Ce ne sont que des conversations, cela fait la danse de vie de notre monde. Tout semble naïf, tout est tissé. La naïveté est toujours un paradoxe a dit un de ses amis.

Lui l’homme double, poète insoumis et solitaire, alcoolique jusqu’à la moelle ayant besoin d’entourage, il semblait lunaire. Râpeux il longeait les murs de la vie, effritant au passage chaque brique, pour mieux s’engloutir. Qui a le plus vite terrassé ce bonhomme, la gloire ou le delirium tremens ? En fait c’est Dylan méthodique et raisonné qui se sera terrassé lui-même et fort bien.

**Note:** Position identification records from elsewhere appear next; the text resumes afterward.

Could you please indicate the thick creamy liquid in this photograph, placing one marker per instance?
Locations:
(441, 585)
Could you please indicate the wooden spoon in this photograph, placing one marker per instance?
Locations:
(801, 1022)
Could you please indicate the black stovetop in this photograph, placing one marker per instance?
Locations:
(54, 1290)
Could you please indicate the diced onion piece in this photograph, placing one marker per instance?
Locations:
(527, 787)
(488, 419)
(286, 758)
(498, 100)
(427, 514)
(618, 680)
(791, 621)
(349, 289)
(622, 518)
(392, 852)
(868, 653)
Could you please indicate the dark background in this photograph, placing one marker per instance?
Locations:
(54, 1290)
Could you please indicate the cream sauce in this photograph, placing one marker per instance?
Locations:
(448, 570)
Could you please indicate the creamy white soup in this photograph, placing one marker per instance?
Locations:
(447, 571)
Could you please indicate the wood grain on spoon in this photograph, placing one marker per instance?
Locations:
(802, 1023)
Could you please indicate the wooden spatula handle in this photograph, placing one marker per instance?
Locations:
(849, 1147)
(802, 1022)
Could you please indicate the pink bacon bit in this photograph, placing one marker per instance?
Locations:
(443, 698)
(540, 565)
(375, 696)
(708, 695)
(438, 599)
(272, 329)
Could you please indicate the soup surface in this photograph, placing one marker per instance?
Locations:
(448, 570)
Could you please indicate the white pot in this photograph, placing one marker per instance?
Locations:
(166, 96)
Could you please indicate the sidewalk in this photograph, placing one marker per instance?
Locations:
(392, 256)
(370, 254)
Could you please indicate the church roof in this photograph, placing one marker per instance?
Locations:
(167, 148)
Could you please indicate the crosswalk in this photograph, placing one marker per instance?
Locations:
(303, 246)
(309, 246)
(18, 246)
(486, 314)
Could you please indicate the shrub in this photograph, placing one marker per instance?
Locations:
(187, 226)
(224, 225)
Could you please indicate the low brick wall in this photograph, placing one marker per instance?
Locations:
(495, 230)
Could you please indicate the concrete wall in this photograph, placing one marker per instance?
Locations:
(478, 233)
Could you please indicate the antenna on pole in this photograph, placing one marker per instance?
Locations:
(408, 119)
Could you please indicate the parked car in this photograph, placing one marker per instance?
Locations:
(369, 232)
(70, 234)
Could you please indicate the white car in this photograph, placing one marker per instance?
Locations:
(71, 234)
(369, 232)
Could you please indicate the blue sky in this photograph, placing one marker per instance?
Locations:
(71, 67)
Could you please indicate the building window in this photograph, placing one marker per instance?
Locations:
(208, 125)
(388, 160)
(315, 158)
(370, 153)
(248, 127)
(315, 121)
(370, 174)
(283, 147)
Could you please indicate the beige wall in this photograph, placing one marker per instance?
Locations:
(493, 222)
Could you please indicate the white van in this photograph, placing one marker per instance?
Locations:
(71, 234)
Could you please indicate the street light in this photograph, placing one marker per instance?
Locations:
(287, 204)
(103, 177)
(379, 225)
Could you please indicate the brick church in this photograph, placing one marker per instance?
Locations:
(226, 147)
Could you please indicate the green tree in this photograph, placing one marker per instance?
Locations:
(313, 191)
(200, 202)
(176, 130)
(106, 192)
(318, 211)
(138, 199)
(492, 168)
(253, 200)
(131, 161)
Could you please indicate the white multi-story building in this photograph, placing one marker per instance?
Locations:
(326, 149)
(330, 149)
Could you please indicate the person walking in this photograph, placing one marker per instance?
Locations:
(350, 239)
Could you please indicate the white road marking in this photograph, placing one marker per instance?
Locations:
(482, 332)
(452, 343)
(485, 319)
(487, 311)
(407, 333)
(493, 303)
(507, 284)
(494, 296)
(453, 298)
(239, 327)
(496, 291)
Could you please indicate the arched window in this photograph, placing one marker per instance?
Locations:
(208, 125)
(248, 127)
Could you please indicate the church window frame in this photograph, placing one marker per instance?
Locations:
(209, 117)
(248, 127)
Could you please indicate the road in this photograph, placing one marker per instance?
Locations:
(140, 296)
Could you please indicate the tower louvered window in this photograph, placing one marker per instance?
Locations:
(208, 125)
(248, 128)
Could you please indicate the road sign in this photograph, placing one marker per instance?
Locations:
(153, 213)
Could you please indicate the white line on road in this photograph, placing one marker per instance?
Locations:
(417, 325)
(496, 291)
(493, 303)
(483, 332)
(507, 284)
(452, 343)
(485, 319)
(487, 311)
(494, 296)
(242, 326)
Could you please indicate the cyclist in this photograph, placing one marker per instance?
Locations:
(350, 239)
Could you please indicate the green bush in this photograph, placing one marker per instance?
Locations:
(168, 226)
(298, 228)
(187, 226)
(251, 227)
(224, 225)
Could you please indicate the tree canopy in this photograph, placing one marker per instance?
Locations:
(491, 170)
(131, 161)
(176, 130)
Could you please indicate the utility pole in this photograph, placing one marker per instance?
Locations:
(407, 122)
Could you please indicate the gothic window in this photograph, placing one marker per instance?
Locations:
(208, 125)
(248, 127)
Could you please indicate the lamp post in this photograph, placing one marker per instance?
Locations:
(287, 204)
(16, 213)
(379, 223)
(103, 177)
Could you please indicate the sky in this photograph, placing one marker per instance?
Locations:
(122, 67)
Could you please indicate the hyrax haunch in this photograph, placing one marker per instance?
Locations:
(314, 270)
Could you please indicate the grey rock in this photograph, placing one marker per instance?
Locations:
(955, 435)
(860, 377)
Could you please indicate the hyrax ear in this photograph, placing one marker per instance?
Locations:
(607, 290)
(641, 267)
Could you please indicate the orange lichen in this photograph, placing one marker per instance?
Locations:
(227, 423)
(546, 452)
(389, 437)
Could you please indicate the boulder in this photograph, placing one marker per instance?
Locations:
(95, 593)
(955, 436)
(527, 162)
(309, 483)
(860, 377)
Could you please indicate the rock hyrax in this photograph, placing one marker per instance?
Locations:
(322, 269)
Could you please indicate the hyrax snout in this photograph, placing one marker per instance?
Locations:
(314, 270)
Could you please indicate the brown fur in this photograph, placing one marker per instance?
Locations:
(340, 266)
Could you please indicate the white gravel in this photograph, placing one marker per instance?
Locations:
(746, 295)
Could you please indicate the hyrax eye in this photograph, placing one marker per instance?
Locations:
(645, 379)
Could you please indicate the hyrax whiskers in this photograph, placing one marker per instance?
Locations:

Et c’est à New York, deux ou trois jours avant sa mort, qu’il hurla :

Rien de rien, sinon que je viens de voir les portes de l’enfer s’ouvrir devant moi !

Oui vraiment:

« After the first death there is no other ».

Gil Pressnitzer

Dylan Thomas, présentation par Alain Suied

Le père de DYLAN est un modeste professeur de « grammar school »- mais un élément de sa biographie, rarement mentionné, devrait nous susciter: ce fils d’une ancienne famille Galloise a rompu avec la « tradition » - il ne sera pas, comme ses ancêtres, comme son propre père « un homme de religion », un prêtre.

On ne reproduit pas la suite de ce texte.